BOOF! This is part of the whopping $33.6 billion lost by the Caisse de Depot et Placement in the first half of 2022, we agree on that on paper, following the sharp correction in the financial markets.

To fully “estimate” this immense “loss on paper,” you need to know that it is barely $6 billion short of the gargantuan $39.8 billion loss that the Caisse de Depot suffered in 2008 due to Canada’s securities crisis and American listed subprime mortgages.

However, since everything is relative, it should be noted that the current half-year loss of $33.6 billion represents a mere 7.9% drop given the size of the Caisse de dépôt’s assets, which were $420 billion by the end of December 2021

In 2008, it lost nearly $40 billion, down 25% from its net worth of $155 billion at the end of 2007.

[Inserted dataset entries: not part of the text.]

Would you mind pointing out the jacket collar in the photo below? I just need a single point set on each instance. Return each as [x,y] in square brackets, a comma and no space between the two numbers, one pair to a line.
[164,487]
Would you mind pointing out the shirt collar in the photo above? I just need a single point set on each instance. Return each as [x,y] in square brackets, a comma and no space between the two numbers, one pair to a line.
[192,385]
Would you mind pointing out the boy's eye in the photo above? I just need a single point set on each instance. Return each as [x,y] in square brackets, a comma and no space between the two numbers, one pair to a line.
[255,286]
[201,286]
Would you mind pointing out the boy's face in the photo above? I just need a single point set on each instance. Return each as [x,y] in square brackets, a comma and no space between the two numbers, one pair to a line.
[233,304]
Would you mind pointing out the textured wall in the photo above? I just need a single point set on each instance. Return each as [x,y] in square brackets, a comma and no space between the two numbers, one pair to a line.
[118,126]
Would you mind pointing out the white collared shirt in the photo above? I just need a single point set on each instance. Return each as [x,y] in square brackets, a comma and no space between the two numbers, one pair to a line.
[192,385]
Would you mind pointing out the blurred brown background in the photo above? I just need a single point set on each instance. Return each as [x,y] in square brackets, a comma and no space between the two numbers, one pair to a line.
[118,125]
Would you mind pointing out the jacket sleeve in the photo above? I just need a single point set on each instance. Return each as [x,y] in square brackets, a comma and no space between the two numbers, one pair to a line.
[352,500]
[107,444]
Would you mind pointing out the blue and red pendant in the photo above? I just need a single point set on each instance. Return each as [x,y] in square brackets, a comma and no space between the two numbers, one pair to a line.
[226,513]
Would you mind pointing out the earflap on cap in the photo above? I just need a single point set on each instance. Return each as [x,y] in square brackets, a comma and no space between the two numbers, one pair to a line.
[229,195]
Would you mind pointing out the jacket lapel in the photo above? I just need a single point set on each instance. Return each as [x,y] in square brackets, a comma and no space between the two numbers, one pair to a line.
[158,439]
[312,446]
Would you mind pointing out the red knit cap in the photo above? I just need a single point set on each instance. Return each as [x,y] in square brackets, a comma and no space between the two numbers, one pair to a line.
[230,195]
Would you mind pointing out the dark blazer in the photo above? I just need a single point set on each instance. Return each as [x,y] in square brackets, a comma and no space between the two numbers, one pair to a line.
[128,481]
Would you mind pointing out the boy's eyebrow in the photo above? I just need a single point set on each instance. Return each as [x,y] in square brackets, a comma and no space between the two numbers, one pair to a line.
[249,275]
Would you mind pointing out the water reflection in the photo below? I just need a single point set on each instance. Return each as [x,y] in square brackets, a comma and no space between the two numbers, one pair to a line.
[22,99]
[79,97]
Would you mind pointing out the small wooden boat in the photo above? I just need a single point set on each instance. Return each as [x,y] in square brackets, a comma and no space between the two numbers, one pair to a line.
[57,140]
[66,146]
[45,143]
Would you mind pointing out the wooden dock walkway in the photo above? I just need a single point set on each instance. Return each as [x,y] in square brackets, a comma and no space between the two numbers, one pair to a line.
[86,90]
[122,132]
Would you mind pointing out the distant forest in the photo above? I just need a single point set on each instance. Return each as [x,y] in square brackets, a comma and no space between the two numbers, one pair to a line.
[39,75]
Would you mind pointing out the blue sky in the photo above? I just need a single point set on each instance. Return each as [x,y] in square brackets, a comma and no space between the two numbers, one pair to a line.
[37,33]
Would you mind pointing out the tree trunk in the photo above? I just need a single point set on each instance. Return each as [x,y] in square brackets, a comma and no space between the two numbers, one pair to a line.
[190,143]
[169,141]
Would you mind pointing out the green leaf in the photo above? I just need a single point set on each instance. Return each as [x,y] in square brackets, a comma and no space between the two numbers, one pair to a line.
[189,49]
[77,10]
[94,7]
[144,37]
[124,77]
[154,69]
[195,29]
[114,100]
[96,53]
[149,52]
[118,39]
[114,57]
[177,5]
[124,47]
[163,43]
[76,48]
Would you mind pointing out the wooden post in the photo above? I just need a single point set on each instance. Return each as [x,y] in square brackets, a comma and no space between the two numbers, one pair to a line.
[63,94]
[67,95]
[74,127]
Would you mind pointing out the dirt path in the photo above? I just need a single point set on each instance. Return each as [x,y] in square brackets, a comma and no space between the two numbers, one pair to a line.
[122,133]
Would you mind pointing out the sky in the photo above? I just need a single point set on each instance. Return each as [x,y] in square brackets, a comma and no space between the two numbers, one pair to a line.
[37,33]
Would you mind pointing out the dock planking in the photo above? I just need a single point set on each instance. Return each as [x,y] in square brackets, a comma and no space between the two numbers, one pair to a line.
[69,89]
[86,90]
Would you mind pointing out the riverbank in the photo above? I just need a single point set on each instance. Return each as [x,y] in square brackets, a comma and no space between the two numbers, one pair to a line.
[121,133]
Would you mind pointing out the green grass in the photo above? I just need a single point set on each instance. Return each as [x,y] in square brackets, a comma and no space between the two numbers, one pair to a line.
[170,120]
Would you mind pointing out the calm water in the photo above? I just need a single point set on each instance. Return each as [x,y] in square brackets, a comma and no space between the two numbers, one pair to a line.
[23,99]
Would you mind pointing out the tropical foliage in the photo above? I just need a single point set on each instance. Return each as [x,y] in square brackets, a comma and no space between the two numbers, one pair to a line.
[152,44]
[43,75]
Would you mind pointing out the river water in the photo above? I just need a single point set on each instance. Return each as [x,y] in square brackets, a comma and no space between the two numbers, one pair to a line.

Self Congratulations Session

The Caisse even found a way to congratulate itself by commenting on yesterday’s half-year loss of nearly $34 billion and 7.9%.

“During the worst half-year for the equity and bond markets in 50 years, the CDPQ posted an average six-month return of -7.9%, well above its benchmark portfolio, which is at -10.5%,” it says in a press release further the results of the fund. The five-year and ten-year annualized returns are also ahead of the benchmark portfolio at 6.1% and 8.3%, respectively. »

Uh yes! the Caisse de dépôt boasts that it posted a lower loss than “their” benchmark portfolio.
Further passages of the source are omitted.